Why Every Previous Standardisation Attempt Failed

The cloud billing schema problem is not new. FinOps teams and platform vendors recognised it as soon as multi-cloud became standard enterprise practice. The solutions that emerged before FOCUS shared a common structural flaw: they were built inside the problem rather than above it.

Every FinOps platform that attempted billing data normalisation before FOCUS did so by creating a proprietary internal schema. The platform ingested AWS CUR data, Azure billing exports, and GCP BigQuery exports, and translated each into the vendor’s own internal data model using custom mapping logic the vendor owned and maintained. This approach solves the normalisation problem for the platform’s customers — as long as they remain customers.

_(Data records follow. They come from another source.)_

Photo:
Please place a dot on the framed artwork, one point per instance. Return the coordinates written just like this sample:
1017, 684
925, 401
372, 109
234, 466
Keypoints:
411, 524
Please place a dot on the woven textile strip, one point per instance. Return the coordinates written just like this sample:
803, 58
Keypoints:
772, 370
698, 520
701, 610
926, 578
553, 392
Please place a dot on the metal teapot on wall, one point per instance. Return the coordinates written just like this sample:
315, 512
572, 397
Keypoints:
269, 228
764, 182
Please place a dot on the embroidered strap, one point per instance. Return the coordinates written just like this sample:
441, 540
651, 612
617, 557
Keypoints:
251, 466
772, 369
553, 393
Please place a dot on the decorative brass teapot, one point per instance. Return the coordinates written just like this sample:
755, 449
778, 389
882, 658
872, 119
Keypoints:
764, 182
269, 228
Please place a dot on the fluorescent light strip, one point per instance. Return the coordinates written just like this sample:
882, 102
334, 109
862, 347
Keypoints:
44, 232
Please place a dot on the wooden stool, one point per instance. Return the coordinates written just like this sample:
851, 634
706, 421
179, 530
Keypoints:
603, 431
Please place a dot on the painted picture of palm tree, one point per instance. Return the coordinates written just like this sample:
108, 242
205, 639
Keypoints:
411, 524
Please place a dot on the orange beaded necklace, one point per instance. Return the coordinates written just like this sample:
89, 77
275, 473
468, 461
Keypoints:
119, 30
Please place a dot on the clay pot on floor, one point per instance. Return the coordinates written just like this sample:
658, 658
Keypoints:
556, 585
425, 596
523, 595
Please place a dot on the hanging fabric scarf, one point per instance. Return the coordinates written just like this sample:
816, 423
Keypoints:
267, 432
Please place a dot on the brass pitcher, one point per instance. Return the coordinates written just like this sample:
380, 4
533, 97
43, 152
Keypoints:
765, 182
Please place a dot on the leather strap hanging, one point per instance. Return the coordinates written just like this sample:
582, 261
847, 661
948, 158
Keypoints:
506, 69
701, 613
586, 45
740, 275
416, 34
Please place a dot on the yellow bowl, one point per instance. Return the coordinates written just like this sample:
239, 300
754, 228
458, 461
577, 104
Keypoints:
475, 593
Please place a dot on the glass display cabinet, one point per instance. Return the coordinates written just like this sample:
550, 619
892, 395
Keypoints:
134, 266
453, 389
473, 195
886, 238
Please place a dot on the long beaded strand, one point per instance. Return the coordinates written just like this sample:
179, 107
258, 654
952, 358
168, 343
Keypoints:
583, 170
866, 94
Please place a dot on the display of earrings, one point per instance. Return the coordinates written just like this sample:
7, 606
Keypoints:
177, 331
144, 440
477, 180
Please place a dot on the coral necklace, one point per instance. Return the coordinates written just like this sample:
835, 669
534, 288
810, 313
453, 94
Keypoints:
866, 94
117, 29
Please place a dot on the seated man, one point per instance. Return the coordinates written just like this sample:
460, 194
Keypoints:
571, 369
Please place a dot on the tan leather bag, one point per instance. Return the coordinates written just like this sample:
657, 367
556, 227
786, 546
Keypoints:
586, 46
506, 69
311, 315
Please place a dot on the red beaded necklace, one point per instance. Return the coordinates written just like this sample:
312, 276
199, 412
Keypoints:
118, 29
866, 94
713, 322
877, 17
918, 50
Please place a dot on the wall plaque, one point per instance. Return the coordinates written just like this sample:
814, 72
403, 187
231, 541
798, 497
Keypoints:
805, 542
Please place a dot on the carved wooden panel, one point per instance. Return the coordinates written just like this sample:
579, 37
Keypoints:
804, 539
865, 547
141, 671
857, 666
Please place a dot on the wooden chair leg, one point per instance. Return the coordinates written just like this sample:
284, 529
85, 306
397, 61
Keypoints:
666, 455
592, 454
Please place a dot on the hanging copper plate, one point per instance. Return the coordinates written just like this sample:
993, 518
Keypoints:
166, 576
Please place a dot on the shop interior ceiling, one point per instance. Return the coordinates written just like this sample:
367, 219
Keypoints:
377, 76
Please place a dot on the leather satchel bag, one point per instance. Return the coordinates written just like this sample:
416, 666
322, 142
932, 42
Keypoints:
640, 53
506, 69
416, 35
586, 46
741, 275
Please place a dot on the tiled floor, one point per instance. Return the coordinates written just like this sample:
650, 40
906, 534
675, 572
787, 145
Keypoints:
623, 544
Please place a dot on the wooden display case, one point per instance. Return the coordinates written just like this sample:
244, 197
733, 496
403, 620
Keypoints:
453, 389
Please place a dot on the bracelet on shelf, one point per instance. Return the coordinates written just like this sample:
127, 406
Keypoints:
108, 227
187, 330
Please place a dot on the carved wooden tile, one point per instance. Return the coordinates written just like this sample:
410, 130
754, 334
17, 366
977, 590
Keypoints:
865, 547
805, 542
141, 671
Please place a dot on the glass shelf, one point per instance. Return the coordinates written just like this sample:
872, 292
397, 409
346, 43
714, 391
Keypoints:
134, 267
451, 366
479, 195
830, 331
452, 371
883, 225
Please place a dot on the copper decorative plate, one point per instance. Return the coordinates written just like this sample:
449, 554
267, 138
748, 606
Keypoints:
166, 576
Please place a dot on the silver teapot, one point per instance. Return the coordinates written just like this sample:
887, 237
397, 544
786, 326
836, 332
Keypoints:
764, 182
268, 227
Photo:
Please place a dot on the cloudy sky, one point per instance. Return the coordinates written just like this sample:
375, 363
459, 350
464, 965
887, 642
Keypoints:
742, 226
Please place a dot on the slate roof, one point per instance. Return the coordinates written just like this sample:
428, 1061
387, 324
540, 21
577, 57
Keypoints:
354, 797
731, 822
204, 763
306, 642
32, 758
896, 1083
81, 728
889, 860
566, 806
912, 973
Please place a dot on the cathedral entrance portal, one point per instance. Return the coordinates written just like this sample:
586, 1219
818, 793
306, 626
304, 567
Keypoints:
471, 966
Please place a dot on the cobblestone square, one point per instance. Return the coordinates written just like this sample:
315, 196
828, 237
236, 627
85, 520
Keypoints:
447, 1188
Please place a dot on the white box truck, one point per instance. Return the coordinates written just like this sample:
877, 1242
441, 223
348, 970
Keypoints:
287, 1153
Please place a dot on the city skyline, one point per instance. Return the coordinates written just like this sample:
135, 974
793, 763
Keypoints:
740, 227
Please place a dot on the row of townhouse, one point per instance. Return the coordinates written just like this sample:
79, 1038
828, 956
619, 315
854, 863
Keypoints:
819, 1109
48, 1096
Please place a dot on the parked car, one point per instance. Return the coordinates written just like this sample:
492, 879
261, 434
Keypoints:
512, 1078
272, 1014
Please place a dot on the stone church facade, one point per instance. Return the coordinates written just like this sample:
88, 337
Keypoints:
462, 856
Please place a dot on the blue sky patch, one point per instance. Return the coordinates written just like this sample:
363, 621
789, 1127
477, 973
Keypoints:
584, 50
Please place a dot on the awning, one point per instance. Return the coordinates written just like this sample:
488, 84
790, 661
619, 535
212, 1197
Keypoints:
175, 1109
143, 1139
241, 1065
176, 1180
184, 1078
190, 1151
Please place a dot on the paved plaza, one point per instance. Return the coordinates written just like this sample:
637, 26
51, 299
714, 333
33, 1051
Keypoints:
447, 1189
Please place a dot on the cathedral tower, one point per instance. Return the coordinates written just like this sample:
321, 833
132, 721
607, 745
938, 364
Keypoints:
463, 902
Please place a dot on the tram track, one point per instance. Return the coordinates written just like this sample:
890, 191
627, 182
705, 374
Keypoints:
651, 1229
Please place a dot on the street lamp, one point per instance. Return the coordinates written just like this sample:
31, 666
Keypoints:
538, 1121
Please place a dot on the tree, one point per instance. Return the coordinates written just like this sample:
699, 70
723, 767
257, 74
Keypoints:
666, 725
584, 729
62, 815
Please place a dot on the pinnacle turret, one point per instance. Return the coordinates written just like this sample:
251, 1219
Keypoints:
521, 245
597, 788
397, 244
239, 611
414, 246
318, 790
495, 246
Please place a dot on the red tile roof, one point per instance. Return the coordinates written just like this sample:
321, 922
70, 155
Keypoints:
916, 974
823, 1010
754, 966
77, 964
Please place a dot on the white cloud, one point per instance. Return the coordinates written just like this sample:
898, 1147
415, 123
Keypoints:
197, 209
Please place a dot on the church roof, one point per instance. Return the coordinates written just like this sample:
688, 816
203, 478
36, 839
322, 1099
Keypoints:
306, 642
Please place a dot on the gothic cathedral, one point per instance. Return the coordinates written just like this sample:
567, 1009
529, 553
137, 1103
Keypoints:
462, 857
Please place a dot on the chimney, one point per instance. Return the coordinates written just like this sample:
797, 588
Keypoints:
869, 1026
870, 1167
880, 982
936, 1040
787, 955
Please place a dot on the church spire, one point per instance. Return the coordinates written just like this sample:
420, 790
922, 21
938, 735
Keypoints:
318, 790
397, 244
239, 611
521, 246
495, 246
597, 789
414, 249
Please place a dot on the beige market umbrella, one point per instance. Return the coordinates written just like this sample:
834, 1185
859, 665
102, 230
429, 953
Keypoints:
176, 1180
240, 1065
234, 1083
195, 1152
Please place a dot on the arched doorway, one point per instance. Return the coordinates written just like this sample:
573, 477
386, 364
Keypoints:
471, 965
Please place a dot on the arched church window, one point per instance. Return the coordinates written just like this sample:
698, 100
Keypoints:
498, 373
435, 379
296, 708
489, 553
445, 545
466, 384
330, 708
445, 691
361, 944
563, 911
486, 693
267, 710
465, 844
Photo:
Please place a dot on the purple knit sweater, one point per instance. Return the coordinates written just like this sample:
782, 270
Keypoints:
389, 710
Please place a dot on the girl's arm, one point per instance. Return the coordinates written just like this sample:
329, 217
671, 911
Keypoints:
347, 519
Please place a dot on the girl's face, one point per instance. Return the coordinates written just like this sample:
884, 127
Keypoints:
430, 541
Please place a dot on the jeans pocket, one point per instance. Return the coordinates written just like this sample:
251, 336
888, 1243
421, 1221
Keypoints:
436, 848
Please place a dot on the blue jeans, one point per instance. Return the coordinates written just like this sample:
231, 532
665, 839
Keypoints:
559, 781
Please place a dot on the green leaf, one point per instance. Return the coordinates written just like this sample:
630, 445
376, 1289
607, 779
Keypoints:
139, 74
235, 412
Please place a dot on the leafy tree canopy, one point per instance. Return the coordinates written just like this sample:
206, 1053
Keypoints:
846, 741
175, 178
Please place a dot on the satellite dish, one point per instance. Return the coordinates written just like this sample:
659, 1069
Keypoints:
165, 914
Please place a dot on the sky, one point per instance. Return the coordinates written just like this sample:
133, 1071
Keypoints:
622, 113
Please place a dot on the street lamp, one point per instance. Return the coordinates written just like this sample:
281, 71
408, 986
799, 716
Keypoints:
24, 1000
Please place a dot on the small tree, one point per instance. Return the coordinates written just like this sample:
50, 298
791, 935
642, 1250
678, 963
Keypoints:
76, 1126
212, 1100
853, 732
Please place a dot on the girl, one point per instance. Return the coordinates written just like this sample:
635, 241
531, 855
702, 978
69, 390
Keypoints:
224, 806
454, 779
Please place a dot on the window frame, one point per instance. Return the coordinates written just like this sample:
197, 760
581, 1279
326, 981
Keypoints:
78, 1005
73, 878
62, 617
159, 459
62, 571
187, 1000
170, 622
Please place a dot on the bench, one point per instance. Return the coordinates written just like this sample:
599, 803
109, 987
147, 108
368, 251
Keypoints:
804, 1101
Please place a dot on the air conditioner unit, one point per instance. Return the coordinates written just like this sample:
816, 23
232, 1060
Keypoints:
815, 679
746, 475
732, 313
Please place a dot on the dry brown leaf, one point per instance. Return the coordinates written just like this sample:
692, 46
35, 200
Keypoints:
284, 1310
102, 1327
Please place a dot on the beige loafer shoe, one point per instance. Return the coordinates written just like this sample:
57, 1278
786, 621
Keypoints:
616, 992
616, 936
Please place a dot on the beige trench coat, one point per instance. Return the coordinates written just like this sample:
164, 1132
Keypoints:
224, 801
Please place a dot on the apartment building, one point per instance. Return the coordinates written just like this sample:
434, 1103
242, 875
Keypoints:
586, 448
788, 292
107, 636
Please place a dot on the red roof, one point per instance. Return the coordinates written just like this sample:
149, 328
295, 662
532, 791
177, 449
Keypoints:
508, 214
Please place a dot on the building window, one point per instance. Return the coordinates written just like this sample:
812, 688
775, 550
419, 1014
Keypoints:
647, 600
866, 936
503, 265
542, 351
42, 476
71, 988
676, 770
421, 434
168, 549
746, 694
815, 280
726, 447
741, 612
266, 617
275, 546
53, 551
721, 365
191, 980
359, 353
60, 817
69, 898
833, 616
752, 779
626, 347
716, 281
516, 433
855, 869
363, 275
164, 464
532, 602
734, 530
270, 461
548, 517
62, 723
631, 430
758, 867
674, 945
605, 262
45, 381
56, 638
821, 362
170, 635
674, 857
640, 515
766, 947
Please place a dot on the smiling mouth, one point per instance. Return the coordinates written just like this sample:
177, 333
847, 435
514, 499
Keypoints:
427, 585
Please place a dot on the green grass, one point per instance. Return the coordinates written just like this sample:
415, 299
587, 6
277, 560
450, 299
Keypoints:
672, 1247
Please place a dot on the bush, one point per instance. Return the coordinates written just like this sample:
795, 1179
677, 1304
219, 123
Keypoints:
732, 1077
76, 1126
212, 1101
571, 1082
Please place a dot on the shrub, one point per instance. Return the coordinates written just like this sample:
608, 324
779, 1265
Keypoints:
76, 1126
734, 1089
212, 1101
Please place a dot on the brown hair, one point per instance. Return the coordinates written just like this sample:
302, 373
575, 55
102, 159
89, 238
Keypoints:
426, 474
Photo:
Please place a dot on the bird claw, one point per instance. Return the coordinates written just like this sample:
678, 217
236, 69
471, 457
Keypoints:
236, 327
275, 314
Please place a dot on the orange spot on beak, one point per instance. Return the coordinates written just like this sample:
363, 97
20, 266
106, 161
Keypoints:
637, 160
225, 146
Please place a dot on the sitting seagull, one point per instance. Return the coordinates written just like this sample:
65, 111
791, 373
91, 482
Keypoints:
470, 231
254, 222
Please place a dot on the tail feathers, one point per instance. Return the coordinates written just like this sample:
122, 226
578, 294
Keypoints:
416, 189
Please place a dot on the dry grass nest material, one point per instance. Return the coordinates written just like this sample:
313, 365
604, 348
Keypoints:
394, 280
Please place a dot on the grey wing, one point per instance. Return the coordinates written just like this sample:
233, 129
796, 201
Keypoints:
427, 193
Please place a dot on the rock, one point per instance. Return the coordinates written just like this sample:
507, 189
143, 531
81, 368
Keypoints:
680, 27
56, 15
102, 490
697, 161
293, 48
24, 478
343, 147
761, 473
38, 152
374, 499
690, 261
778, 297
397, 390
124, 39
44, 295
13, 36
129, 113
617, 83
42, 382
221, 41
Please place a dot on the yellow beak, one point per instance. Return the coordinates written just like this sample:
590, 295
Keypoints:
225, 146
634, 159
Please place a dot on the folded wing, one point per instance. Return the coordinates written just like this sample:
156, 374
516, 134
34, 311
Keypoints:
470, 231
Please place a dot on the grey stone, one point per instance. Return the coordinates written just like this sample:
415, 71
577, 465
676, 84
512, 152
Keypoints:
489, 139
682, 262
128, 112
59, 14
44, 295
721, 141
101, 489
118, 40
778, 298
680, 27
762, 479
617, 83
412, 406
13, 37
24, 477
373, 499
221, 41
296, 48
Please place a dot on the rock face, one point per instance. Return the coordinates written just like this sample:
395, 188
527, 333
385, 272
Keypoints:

The problem it creates is a second-order version of the same dependency. Organisations move from depending on AWS’s schema, Azure’s schema, and GCP’s schema to depending on their FinOps vendor’s proprietary schema. Switching FinOps platforms requires migrating an entire data model, rebuilding cost allocation hierarchies from scratch, re-mapping service taxonomies, and retraining finance and engineering teams on new terminology. The lock-in created by a proprietary normalisation layer is, in practice, more durable than the cloud provider lock-in it was supposed to address — because at least cloud providers produce public documentation for their billing formats.

The FinOps Foundation’s FOCUS specification is structurally different because it sits above any single vendor’s interest. FOCUS was initiated in 2023 with contributions from the cloud providers themselves — AWS, Azure, Google Cloud, and Oracle all participated in the working group that produced the specification. When the organisations that generate the billing data are also the organisations defining the standard for that data’s format, the normalisation problem dissolves at the source. Providers do not need to be translated because they have agreed to speak the same language natively.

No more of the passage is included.